Just A Statistic

by kelly


OK, I admit it. I’m a sucker for pop-astrology, and more than willing to believe that much of the behavior of anyone I know is driven primarily by his or her particular sun-sign. That little bit of (arguable) irrationality aside, I like to think of myself as an independent spirit, and certainly not as a predictable type, or as one governed by mean trends.

But all that’s been blown to “H-E-double toothpicks,” as we say in Wisconsin, after yesterday.

Yesterday was January 24, 2006. And do you know what they say about January 24ths, in general? I didn’t, until last night, when I caught a report of a study (click here) that claims that on January 24ths, people are the most depressed than on any other day of the year.

And how did the scientist conducting the study figure this out? By using a very precise formula, of course. Here’s a quote:

Dr. Cliff Arnall’s calculations show that misery peaks on Monday. Arnall, who specializes in seasonal disorders at the University of Cardiff, Wales, created a formula that takes into account numerous feelings to devise peoples’ lowest point.

The model is: [W + (D-d)] x TQ/M x NA

The equation is broken down into seven variables: (W) weather, (D) debt, (d) monthly salary, (T) time since Christmas, (Q) time since failed quit attempt, (M) low motivational levels and (NA) the need to take action.
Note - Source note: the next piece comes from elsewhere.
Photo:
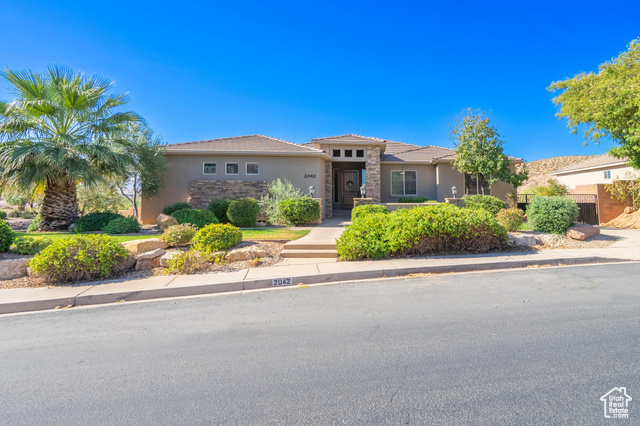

Hmmmmmm. So – ya’ got that everyone? It’s a simple matter of computing the Weather plus the sum of Debt minus monthly pay multiplied by the product of time since Christmas [does this work if you’re Jewish?] and time since failed attempt to quit [does it matter what?], divided by the product of low motivational levels and the need to take action.

Of Course! And here I thought everyone at work was acting sluggish just because we’ve hardly had any sunlight and everyone has S.A.D.

But, OK, now I see – mood can instead be predicted, apparently, by a nuanced calculation of the above-listed factors that causes, as the scientist puts it, ‘reality’ to kick in:

while days technically get longer after Dec. 21, cyclonic weather systems take hold in January, bringing low, dark clouds . . . . Meanwhile, the majority of people break their healthy resolutions six to seven days into the new year, and even the hangers-on have fallen off the wagon, torn off the nicotine patches and eaten the fridge empty by the third week. Any residual dregs of holiday cheer and family fun have kicked the bucket by Jan. 24.‚ÄúFollowing the initial thrill of New Year’s celebrations and changing over a new leaf, reality starts to sink in,‚Äù Arnall said. ‚ÄúThe realization coincides with the dark clouds rolling in and the obligation to pay off Christmas credit card bills.

That’s all well and good. But look at what the article goes on to say next:

The formula was devised to help a travel company “analyze when people book holidays and holiday trends,” said Alex Kennedy, spokesperson for Porter Novelli, a London-based PR agency. It seems that people are most likely to buy a ticket to paradise when they feel like hell. (Emphasis mine).

Well, I’ll be damned.


Do you know what I did yesterday – before I heard about this study, mind you – I bought two tickets to paradise. Or, to be more precise, to a week-long vacation on an Alaskan cruise for later this year. It’s something we’ve been wanting to do for over a year, and I just finally booked it yesterday. It’s not that we should really be spending money this way now, suddenly, as opposed to any earlier time. It’s just that I really want to go. And that I really wanted to book it yesterday.

So I give up. My actions are all predictable and governed by the laws of a universe of barely tangible equations. I’m a lemming, an unknowing conformist, a plaything of the gods. I might as well just give up on the concept of free will, and – what the heck – on moral responsibility while I’m at it.

But at least I’m going to enjoy me some glaciers. There’s nothing you can do to stop that, Dr. Arnell. And I’m going to sign up for the whale watching trip that “guarantees” some whale sightings, too.

So there!

4 Responses to “Just A Statistic”

  1. Editor B Says:

    Wow! That’s freaky.

    And — no joke — on the 24th I found myself anaccountably searching the web for job opportunities and blogs and any info whatsoever about Hawaii.

  2. nicolek Says:

    ooh, are you going to stop in Vancouver- that’s where we got Paul’s baby shower gift- on the off chance that he liked it.

    There’s a ton of shops that sell this- but I don’t recall if any are near the docks. Tons of things to do there though- if you go!

  3. Kelly Says:

    Yes, we’ll leave fly home out of Vancouver. Looking forward to being there, but I bet we won’t get to see too much of the city. We’ll see. Did you two take a cruise, or did you just spend some time in V?

  4. nicolek Says:

    My brother got married in Victoria (its on an island off of Vancouver. We flew to Seattle, drove to Vancouver, stayed there for a few days, and then took the boat ferry to Victoria for the wedding.